In 1945, he funded the construction of the Fundación Biblioteca de Itagüí, which he would later call one of his favorite projects. Approximately 10,000 readers visited the building in 1960, and by 1971 there were 354,236 annual visitors. Initially, the library hosted painting classes, but the large number of users of the library stretched the institution's resources. In 1987, the building was converted into an auditorium, as the library's collection was relocated to Parque Obrero. Today, the building is known as the Biblioteca Diego Echavarría Misas, in its original patron's honor.
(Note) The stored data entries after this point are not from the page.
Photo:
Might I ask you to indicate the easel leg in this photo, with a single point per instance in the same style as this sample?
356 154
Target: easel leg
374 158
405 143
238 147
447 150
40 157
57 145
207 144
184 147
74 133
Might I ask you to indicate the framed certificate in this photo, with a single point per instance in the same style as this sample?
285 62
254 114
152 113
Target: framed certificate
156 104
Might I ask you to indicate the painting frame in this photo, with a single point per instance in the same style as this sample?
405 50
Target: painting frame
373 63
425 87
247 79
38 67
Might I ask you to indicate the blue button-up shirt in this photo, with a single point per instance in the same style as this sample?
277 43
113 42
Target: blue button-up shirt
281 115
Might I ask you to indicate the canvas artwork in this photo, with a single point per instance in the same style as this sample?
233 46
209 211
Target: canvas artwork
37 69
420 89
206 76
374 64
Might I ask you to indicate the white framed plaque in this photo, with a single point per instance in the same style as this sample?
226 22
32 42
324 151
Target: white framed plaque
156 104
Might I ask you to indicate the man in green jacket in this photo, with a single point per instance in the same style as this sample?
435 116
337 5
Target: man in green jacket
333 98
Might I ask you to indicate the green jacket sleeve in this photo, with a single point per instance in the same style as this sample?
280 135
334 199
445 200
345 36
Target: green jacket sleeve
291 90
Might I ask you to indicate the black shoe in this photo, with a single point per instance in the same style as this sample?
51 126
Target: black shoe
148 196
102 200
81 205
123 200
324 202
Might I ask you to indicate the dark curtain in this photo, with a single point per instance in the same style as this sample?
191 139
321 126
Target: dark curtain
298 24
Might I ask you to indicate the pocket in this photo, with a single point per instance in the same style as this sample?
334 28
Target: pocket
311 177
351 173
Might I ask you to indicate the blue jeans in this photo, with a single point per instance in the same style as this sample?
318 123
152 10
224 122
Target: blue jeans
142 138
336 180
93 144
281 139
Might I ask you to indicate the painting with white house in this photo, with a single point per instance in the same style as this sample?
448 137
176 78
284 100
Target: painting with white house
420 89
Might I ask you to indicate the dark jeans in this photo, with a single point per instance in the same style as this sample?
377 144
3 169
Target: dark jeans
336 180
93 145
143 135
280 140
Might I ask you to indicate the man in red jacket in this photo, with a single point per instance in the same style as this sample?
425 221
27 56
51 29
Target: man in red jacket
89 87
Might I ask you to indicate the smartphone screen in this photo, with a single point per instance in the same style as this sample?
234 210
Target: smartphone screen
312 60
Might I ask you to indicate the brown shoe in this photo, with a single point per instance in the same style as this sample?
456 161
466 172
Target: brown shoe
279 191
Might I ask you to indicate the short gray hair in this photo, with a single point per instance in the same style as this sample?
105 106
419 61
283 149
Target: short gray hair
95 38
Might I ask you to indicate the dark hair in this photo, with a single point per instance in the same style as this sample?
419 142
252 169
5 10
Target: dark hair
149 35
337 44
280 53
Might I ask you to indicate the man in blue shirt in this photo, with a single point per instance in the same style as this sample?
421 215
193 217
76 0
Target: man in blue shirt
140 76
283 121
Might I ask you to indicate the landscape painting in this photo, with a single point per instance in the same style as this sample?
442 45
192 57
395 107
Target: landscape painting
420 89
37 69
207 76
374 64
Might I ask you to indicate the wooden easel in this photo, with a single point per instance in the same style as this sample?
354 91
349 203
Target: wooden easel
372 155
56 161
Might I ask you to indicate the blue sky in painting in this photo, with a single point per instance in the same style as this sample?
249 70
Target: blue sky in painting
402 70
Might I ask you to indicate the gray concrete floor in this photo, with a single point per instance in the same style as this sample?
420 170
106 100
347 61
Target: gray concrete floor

In 1970 he donated a large part of land from his estate in Itagüí for the construction of a school in the neighborhood of Santa Ana. The school became named Colegio Waldorf. Isolda Echavarría in memory of his daughter, who had died in the United States while attending university due to the rare disease Guillain–Barré syndrome. With the patronage of his family, Echavarría created a foundation for educational and charitable works located in the Pedregal neighborhood. The foundation provided the local population with practical education and medical care. While the center was under construction, Echavarría is said to have visited to monitor its progress almost daily.

Echavarría later moved to El Poblado, where he purchased El Castillo, a large estate where he installed his art collection. After his death in 1971, his wife Dita donated the property to a foundation. Today, the building still operates as a cultural center and is open to the public as a museum. Echavarría's last philanthropic project before his death was the creation of a library in Barbosa.